Clear vision of dealing with situation is a must, head of General Division of Drug Traders at CCC stated

Daily News Egypt
2 Min Read

“In general, the pharmaceutical industry in Egypt is experiencing the most difficult time since the implementation of the floating of the Egyptian pound two years ago,” Ali Auf, head of General Division of Drug Traders at the Cairo Chamber of Commerce (CCC) stated to Daily News Egypt.

He explained that registration and setting prices procedures are the worst and the longest ever, as it takes between five and six years to be completed, after which medications can be exported.

And for the pricing policy, the ministry of health considers social dimensions while setting medicine prices, as it sets reasonable prices to suit the lowest income categories without any regard for exports and the significant losses this cause for companies. Moreover, prices have already increased since the floatation of the Egyptian pound.
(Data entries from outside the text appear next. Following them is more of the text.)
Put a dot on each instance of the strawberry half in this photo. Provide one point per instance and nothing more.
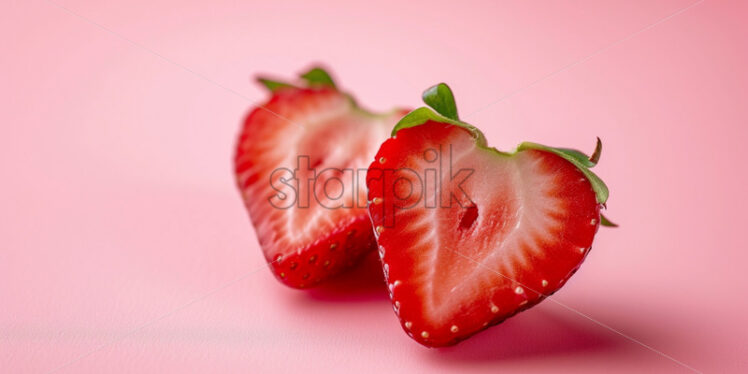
(468, 235)
(296, 166)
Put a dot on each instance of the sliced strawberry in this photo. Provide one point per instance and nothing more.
(469, 235)
(295, 166)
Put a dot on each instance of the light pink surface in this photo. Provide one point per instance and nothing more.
(121, 231)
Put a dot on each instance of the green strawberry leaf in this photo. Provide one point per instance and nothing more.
(604, 221)
(273, 85)
(601, 190)
(440, 98)
(318, 77)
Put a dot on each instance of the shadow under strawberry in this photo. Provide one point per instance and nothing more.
(363, 283)
(546, 332)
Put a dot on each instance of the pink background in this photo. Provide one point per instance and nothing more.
(125, 248)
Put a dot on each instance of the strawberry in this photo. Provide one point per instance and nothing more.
(469, 235)
(296, 162)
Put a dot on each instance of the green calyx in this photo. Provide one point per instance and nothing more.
(444, 110)
(315, 77)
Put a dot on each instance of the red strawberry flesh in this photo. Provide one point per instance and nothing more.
(309, 238)
(525, 226)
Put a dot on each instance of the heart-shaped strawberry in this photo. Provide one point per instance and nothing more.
(298, 162)
(469, 235)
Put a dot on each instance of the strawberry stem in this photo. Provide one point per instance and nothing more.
(318, 77)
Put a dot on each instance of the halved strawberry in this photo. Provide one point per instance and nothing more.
(469, 235)
(296, 163)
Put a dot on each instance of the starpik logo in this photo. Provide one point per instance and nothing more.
(436, 183)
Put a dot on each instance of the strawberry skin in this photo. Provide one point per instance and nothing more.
(456, 263)
(309, 133)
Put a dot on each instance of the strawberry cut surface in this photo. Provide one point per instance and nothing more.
(296, 162)
(468, 236)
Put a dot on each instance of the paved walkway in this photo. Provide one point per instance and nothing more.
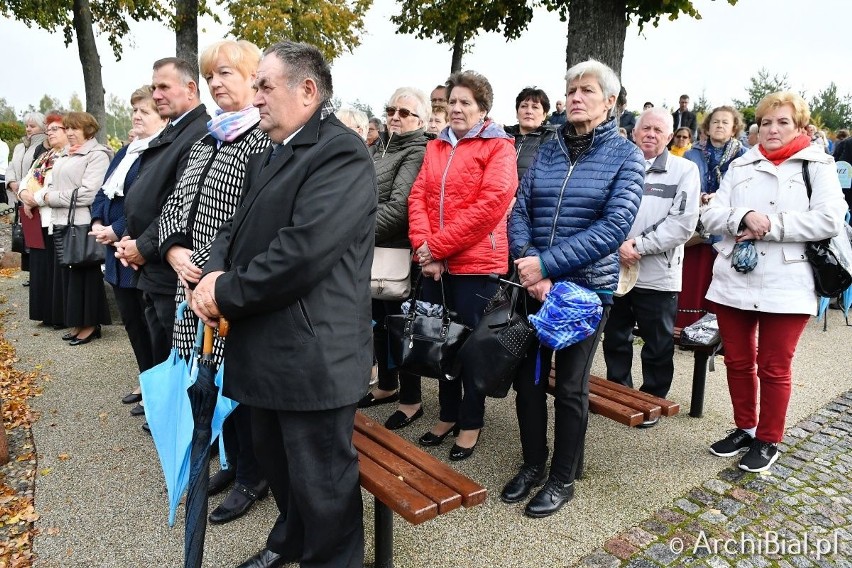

Unfortunately, the government does not a clear vision with specific procedures to enhance the pharmaceutical industry in Egypt, and therefore the pharmaceutical export sector is suffering.

According to Auf, who revealed that while Egypt has 120 factories producing medications with an exports average that does not exceed EGP 800m per year, Jordan which only has six factories records an average of $800m annually. This reflects the government’s poor communication and dealing of the sector’s problems in Egypt and the challenges that it is facing, as Auf explained.